This paragraph provides two practice problems to find the z-scores for confidence levels of 97% and 92%. It walks through calculating the area under the curve using the formula for each confidence level. Then it shows how to look up those area values in the z-score table to identify the matching z-scores of 2.17 and 1.75.

Mindmap
Keywords
๐Ÿ’กz-score
A z-score represents how many standard deviations a data point is from the mean. It allows you to compare data from different normal distributions. In the video, z-scores correspond to confidence levels and are used to find the area under the normal curve.
๐Ÿ’กconfidence level
The confidence level indicates how sure you can be that the true value lies within a specified range. Common confidence levels mentioned are 90%, 95%, 98%, 99%. Higher confidence levels correspond to higher z-scores.
๐Ÿ’กarea under the curve
Refers to the area under the normal distribution curve. It is calculated using the confidence level and is used to identify the z-score from the z-table. For example, 95% confidence level gives 0.975 area under the left side of the curve.
๐Ÿ’กmean
The average value in a data set. The normal curve is centered around the mean. Z-scores indicate how many standard deviations a data point is from the mean.
๐Ÿ’กstandard deviation
A measure of how dispersed the data is. The z-score gives the number of standard deviations from the mean. So the spread of data affects the z-score.
๐Ÿ’กnormal distribution
A symmetric, bell-shaped probability distribution where data clusters around the mean.
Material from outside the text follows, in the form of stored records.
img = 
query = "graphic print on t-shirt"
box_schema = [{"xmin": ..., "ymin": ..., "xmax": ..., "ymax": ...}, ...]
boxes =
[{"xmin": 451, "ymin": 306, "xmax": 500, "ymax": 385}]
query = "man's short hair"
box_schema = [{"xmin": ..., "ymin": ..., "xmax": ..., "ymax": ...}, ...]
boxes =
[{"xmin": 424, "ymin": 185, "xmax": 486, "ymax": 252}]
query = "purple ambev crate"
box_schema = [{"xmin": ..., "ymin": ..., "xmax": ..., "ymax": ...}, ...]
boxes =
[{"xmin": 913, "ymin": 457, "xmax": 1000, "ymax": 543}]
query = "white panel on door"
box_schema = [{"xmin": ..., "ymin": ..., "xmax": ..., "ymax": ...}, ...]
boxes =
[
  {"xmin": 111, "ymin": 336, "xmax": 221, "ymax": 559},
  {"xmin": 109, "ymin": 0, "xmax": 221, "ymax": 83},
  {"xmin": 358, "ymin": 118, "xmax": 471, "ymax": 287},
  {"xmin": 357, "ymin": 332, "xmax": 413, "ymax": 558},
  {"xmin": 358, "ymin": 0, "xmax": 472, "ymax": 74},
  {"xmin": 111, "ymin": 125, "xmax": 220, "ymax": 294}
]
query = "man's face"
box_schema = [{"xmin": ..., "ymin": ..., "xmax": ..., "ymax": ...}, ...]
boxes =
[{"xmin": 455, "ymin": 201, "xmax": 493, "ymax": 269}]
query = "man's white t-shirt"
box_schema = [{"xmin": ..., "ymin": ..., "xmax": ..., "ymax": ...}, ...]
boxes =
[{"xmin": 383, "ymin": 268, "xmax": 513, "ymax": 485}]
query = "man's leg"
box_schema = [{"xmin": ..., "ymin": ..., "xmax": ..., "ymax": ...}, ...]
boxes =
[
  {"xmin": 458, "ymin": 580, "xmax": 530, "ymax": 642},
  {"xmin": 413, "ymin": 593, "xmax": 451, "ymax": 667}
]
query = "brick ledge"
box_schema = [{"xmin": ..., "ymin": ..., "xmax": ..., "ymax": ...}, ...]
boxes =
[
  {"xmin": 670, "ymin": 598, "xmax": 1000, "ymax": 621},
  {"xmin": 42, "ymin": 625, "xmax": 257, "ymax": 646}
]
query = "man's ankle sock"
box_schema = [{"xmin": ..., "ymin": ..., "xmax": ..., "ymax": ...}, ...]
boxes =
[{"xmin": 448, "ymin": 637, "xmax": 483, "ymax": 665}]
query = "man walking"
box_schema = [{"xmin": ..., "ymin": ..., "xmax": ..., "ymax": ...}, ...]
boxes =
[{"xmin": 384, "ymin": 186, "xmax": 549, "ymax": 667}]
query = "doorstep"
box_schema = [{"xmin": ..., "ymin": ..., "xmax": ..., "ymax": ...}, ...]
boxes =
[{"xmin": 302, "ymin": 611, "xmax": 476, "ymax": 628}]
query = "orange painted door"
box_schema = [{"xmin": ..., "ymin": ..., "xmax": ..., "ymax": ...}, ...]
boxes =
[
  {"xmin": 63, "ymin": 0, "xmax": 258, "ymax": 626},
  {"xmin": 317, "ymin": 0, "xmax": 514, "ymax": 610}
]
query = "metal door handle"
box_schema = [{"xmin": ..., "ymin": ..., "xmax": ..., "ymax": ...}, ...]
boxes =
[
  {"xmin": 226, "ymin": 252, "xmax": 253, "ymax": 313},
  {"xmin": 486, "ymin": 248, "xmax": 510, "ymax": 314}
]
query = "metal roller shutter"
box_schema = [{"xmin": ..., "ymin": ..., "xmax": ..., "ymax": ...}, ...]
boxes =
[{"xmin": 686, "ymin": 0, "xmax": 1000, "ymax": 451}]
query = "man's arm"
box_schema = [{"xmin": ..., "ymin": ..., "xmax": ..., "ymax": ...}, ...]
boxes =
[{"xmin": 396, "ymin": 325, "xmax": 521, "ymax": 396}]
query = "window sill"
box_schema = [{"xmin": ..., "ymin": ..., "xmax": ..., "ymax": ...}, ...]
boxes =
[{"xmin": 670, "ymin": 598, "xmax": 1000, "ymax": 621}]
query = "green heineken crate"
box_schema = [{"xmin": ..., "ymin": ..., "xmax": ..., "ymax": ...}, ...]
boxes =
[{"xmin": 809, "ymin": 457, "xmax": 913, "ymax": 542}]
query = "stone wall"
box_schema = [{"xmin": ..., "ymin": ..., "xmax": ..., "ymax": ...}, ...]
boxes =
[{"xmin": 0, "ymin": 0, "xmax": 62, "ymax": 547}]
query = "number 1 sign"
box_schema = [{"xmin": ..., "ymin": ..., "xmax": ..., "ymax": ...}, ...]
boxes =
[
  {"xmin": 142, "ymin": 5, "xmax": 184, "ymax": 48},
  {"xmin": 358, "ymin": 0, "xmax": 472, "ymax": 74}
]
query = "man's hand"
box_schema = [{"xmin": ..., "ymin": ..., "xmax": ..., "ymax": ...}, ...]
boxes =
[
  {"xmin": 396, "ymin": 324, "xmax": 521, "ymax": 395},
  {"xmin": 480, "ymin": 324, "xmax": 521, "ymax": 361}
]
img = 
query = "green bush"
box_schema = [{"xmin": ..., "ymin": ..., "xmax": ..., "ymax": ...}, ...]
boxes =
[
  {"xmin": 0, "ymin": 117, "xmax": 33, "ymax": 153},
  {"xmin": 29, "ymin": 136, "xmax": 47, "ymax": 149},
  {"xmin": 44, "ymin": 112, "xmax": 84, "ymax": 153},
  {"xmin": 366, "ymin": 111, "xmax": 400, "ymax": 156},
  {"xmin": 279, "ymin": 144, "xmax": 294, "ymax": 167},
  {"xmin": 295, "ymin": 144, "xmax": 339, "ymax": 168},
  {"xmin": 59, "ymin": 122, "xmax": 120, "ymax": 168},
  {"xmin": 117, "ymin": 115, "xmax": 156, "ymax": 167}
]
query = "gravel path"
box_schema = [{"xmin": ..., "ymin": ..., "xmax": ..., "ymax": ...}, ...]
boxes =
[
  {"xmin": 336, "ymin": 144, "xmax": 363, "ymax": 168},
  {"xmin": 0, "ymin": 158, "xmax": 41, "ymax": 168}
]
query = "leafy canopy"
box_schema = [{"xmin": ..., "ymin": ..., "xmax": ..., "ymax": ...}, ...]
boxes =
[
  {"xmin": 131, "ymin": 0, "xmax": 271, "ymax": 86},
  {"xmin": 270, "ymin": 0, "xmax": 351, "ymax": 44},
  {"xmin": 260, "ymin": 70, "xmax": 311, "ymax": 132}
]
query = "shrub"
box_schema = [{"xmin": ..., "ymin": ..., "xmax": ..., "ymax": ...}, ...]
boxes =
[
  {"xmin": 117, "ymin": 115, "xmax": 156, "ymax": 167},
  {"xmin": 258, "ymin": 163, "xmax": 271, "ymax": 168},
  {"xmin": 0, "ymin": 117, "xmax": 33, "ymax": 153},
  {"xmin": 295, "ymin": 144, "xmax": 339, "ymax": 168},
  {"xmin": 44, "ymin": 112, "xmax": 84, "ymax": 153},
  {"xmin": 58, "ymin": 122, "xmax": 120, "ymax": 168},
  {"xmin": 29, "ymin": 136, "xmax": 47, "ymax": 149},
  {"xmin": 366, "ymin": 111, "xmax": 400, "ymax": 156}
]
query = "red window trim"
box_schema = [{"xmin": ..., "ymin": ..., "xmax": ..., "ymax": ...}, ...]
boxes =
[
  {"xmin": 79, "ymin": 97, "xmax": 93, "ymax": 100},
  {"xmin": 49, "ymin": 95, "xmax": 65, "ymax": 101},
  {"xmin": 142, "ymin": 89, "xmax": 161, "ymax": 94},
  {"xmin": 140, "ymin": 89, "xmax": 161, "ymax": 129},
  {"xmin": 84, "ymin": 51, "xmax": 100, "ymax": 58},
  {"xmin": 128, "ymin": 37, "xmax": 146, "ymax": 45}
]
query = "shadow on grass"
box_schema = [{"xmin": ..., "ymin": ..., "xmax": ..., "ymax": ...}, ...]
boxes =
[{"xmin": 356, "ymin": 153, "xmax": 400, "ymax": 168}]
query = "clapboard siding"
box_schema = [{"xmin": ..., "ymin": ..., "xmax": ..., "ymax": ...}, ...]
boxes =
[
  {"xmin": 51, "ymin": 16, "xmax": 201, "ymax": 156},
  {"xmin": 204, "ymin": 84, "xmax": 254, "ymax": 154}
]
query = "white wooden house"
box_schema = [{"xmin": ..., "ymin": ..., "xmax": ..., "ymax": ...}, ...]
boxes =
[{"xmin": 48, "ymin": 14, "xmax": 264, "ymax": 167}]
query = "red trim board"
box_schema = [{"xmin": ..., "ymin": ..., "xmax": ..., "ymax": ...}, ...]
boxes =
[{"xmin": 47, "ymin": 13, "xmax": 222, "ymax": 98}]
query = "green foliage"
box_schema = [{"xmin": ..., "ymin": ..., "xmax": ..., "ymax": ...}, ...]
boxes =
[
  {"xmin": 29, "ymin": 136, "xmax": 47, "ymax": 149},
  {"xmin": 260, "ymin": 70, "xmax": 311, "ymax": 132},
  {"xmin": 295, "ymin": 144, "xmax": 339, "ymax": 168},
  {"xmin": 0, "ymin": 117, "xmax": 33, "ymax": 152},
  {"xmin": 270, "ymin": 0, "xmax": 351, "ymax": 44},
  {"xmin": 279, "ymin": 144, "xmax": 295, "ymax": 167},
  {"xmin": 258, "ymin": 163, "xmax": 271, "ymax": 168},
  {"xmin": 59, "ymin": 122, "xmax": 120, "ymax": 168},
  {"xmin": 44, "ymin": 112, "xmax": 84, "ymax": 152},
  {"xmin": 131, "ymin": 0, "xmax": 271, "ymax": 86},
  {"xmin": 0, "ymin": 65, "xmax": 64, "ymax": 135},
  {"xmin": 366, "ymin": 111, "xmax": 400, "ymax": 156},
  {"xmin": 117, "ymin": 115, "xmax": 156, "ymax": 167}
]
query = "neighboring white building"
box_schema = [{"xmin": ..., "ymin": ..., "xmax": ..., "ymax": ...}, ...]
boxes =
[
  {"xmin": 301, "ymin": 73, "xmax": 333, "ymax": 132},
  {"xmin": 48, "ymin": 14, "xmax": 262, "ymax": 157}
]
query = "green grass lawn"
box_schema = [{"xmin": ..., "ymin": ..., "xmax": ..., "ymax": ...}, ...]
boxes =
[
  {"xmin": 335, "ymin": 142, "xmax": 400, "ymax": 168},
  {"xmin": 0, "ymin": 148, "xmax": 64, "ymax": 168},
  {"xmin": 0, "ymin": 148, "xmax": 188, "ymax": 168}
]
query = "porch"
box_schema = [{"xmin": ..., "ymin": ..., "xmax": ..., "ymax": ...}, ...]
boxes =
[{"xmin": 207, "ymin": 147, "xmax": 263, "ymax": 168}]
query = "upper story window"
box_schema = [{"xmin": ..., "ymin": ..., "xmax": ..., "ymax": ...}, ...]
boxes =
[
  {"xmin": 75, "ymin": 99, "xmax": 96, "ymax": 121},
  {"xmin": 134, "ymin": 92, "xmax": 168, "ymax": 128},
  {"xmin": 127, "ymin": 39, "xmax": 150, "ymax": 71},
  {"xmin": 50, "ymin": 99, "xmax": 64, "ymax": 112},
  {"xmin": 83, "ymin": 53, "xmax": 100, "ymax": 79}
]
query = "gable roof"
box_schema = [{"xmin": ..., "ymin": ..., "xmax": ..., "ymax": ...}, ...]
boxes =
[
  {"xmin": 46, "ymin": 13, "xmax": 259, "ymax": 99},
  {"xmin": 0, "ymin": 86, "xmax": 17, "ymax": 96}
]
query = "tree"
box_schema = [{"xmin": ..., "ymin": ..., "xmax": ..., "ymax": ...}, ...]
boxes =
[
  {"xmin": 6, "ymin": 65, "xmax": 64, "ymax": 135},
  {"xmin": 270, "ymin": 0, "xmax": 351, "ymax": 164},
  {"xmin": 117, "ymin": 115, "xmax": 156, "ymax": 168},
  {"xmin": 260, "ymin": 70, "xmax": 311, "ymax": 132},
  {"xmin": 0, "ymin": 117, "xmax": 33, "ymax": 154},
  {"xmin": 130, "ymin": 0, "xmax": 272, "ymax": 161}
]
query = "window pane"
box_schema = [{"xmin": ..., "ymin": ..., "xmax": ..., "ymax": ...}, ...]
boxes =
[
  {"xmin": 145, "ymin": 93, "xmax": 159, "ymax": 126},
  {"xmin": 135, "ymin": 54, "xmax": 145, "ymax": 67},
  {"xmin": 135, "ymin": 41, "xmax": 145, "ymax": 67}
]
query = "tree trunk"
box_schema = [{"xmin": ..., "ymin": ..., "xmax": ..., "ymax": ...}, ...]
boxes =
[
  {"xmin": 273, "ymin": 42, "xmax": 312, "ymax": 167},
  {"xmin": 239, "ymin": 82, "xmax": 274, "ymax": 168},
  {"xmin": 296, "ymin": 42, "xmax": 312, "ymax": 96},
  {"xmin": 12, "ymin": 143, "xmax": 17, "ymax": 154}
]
The area under the normal curve is used to find probabilities and z-scores.
๐Ÿ’กz-table
A table of z-scores and corresponding area under the curve values. It is used to identify the z-score for a given area under the curve, which is calculated from the confidence level.
๐Ÿ’กconfidence interval
The range of values within which we are confident the true value lies, based on the confidence level. Z-scores are used to calculate the confidence interval.
๐Ÿ’กp-value
The probability of obtaining results as extreme as the observed data, assuming the null hypothesis is true. Lower p-values indicate stronger evidence against the null.
๐Ÿ’กhypothesis testing
A statistical method to make decisions using sample data. Hypotheses are proposed and tested by calculating probabilities and comparing to significance levels.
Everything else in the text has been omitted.